Michael S. Roth é presidente da Wesleyan University. Entre seus livros recentes estão Safe Enough Spaces: A Pragmatist’s Approach to Inclusion, Free Speech and Political Correctness on College Campuses e The Student: A Short History. / TRADUÇÃO DE RENATO PRELORENTZOU

THE WASHINGTON POST - Não é novidade que vivemos uma era repleta de crítica e julgamento. Houve um tempo em que críticos de direita, como o filósofo Allan Bloom, reclamavam do relativismo flácido dos progressistas que pregavam a tolerância como a maior das virtudes. Hoje em dia, esses críticos protestam contra a “Cultura Woke” e, em uma surpreendente reversão, pedem ao governo que controle o que é ensinado nas universidades ou lido nas bibliotecas.

Já os críticos de esquerda costumavam construir coalizões para melhorar o salário mínimo ou reduzir o desemprego, mas agora querem garantir que todas as pessoas usem a linguagem apropriada para se referir a indivíduos e grupos étnicos. A esquerda e a direita se acusam mutuamente de serem excessivamente julgadoras. Só concordam que as redes sociais estão piorando o problema. No entanto, mesmo que escolhamos culpar os algoritmos por acentuar os prazeres da indignação, precisamos lembrar que a genealogia da cultura do cancelamento é bem antiga: afinal, o bode expiatório tem raízes bíblicas.

Capa de 'The Age of Guilt: The Super-Ego in the Online World' Foto: Yale University Press /

Mark Edmundson examina as dimensões psicológicas da cultura de julgamento dos dias de hoje através de uma lente freudiana. Em seu livro anterior, The Death of Sigmund Freud, ele mostrou o quão resoluto e resolutamente secular Freud era em face da morte – fosse diante de ameaças nazistas ou de câncer terminal. Edmundson, professor de humanidades na Universidade da Virgínia, é um escritor cativante, seja falando sobre Freud, futebol, leitura, ensino ou, como parte de sua discussão neste último volume, a política de seus alunos. Seu tom é amigável, mas incisivo, mais coloquial que acadêmico.

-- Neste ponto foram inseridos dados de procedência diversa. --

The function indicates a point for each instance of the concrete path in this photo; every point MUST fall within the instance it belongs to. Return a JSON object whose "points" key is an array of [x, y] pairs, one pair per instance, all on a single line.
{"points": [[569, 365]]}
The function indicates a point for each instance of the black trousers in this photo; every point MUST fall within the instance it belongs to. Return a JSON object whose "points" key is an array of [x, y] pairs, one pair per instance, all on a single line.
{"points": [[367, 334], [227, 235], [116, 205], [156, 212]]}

Em The Age of Guilt: The Super-Ego in the Online World [algo como “A era da culpa: o superego no mundo online”, sem edição brasileira], ele se volta para o conceito psicanalítico do superego para entender por que tantas pessoas estão obcecadas em julgar a si mesmas e às outras. Segundo Freud, os seres humanos são fundamentalmente cindidos: somos criaturas ambivalentes que querem coisas que temos medo de querer. Freud introduziu a ideia de superego na década de 1920 para descrever como uma parte de nossa personalidade julga as outras partes.

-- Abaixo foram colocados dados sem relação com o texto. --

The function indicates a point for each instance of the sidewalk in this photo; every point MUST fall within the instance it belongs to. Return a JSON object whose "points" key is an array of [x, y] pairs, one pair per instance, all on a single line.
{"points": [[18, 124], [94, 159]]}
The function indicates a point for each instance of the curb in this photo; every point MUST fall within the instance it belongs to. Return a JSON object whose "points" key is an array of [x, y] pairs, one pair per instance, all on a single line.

O superego é uma autoridade internalizada que nos mantém em um padrão que somos incapazes de alcançar e, ao mesmo tempo, nos pune por nossas deficiências. Quando ficamos nos torturando com autorrecriminação ou simplesmente sentimos culpa por não corresponder às nossas aspirações, é o superego que está em ação. O mundo online oferece uma maneira de deslocar esse trabalho ao satisfazer o desejo de julgamento com a indignação das redes sociais. Em vez de punir a si mesmo, alguém pode compartilhar seus julgamentos e ser “curtido” por ter padrões elevados – ou, pelo menos, padrões aprovados pela multidão. Vivendo online, esse alguém pode dominar a moralidade do grupo e ficar hipnotizado pela perfeição física. A internet é “o grande executor da socialização do superego”.

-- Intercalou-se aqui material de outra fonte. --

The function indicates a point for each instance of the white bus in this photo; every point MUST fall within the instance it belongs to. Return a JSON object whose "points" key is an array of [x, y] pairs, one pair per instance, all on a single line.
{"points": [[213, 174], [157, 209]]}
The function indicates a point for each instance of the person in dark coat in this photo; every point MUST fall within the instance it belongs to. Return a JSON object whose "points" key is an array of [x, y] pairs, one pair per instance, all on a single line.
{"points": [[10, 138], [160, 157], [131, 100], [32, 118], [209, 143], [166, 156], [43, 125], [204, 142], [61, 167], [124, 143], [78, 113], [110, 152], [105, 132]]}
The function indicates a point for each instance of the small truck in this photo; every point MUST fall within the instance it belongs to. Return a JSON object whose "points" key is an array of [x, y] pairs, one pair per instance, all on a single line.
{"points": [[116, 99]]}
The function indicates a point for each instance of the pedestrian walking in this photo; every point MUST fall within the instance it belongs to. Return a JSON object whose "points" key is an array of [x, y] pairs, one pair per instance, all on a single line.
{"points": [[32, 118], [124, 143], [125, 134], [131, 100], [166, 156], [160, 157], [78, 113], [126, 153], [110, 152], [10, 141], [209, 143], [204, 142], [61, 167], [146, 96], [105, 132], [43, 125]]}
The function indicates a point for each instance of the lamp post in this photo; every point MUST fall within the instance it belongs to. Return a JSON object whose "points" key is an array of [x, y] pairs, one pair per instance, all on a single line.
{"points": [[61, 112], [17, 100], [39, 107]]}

Hoje não são poucas as oportunidades para fugir do autojulgamento desagradável e julgar os outros. Cancelando desconhecidos de maneiras altamente performativas, mostramos que não somos assim tão ruins. A vida online facilita isso. “Quando você aplica o superego ao mundo, sente um alívio temporário”, escreve Edmundson. “Você julga e julga e, por um momento, parece que seus pecados foram perdoados”. Ele não gasta muito tempo com o perdão e suas dificuldades na cultura contemporânea.

Sigmund Freud Foto:

Para isso talvez seja melhor ler, digamos, Wilfred M. McClay falando sobre os paradoxos de uma cultura de culpa que não oferece caminho para a redenção. Edmundson segue o rumo psicanalítico que procura nos deixar mais conscientes de nossos valores e desejos conflitantes, na esperança de que a consciência nos traga algum alívio e nos torne mais tolerantes com as outras pessoas.

A psicanálise ensina que nossos desejos sempre estarão em tensão uns com os outros e que, em vez de tentar resolver essas tensões – por meio da fé ou da obediência à autoridade, por exemplo – precisamos aprender a conviver com elas. Em vez de tentar apagar a tensão interna por meio da violência ou da submissão, devemos aprender a aceitar que somos criaturas imperfeitas, cujas necessidades não podem ser totalmente satisfeitas. “É uma bênção para o eu”, escreve Edmundson, “pensar em nós mesmos como sempre e para sempre inacabados. Nunca coincidiremos com a imagem brilhante e aprovada pelo superego”.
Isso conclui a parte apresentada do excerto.